April industrial production declined by 34% year-on-year, which was worse than the market estimate of -25%. The main driver was an 80% fall in car production but almost all industrial segments declined in April. This is the strongest YoY fall in the time series' history and the worst since February 2009, when the YoY decline reached 22%.

-33.7%

Industrial production fall in April (YoY)

-80% fall in car production

Worse than expected

Car production fell due to shutdowns

However, the strong decline was not so surprising as major car maker factories were closed. Only Hyundai reopened in mid-April, but it was not operating at full capacity. As such, only 14,500 cars were produced in April vs. a monthly average of 120,000. May will bring some improvement, but not much as Toyota Peugeot Citroën Automobile remained closed during May. Also, the May PMI improved just slightly, approaching 40 points, which still points to a deterioration of conditions in industry.

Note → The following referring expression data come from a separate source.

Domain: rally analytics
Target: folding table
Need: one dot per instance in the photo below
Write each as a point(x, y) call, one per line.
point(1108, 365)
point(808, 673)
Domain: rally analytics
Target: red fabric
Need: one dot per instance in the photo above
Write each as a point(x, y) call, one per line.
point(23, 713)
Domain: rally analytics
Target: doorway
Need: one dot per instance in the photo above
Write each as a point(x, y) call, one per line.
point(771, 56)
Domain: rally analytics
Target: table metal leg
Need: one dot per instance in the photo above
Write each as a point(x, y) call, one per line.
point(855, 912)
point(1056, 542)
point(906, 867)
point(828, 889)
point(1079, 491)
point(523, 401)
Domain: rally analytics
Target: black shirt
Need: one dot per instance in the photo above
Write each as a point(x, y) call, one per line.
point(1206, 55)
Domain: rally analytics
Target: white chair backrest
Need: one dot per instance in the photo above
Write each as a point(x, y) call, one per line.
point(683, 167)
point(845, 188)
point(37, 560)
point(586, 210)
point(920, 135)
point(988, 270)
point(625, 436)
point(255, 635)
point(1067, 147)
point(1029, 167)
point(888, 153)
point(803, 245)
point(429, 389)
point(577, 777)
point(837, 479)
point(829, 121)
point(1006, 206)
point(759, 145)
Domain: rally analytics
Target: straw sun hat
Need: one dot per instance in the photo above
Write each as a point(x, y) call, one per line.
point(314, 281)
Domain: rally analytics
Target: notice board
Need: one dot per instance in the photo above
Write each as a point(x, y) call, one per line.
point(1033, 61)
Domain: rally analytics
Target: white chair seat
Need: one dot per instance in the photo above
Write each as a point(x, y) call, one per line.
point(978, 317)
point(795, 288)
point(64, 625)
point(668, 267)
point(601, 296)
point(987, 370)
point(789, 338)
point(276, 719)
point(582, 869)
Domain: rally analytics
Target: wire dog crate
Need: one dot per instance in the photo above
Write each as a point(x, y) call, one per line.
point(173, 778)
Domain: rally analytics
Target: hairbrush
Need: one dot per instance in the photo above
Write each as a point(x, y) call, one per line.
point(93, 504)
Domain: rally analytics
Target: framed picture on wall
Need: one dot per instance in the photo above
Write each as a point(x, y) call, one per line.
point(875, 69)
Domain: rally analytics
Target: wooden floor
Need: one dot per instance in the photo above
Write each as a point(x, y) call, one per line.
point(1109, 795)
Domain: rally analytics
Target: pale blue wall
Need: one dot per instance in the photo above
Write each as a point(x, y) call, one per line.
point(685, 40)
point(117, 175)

Czech industrial production (% YoY)

 - Source: CZSO, ING
Source: CZSO, ING

As such, Czech industry will fall by at least 10% this year, with the automotive sector being hit hard. We thought that a German scrappage scheme would help but this has not been approved. While grants for electric vehicles have been doubled in Germany this will be of limited help to the Czech automotive industry. Automotive support has not yet been discussed by the Czech government, though talks could start if the sector continues on a very weak footing.